Lezatka, spokesman for the Office for Government Representation in Property Affairs, said Wartenberg claimed plots in the central historical Hradcany and the Lesser Town neighbourhoods, including some situated next to the seat of the Senate, the upper house of parliament.
The state confiscated the plots after the war based on decrees issued by Czechoslovak president Edvard Benes.
Wartenberg’s lawsuit was first dismissed by a lower-level court in December 2014. Its verdict, available to CTK, shows that Waldstein wanted the confiscation to be cancelled. He argued that it is not clear what decree served as a basis for the confiscation, which means that it did not take place.
The judge stated, however, that there is no reason to cancel the confiscation because the claimant’s father failed to meet the condition of regaining Czechoslovak citizenship.

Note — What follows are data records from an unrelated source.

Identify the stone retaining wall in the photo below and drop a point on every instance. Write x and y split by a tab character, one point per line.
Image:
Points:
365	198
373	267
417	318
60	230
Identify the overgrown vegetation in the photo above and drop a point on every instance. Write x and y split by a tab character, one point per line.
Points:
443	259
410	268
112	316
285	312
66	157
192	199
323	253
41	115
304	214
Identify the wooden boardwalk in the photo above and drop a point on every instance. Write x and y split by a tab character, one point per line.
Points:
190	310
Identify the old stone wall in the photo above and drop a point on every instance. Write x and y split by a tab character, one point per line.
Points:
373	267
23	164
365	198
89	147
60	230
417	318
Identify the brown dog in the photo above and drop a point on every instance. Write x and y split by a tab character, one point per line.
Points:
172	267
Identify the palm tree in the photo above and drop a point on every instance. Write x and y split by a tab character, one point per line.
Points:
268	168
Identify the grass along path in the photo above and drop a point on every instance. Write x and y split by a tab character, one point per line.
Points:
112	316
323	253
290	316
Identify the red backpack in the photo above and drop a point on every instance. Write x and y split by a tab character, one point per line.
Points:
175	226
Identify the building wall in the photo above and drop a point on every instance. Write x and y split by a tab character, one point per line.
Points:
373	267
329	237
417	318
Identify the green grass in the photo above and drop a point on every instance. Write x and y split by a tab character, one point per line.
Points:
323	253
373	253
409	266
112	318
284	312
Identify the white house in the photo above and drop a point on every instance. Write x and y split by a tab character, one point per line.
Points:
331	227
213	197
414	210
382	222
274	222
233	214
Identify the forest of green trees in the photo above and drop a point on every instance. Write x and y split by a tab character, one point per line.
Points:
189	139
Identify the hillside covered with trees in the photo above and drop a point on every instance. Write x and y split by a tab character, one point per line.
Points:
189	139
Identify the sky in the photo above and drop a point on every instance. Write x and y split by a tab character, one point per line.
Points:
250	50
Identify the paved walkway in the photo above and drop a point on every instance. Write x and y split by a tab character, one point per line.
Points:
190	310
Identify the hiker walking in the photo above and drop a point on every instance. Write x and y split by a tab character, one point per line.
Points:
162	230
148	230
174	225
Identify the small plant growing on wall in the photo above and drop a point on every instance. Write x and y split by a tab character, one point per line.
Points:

In 1946, a people’s court in Ceska Lipa, north Bohemia, sentenced Wartenberg’s father Karel to one year in a tough prison, and stripped him of his civic honour and all property over his previous membership in the NSFK group, an organisation similar to SS, in a period the Czechoslovak state faced an increased danger.
His son insists that the NSFK aviation group definitely was not like fascist organisations. He says his father never claimed his adherence to the German ethnicity because he never signed any census document in this respect.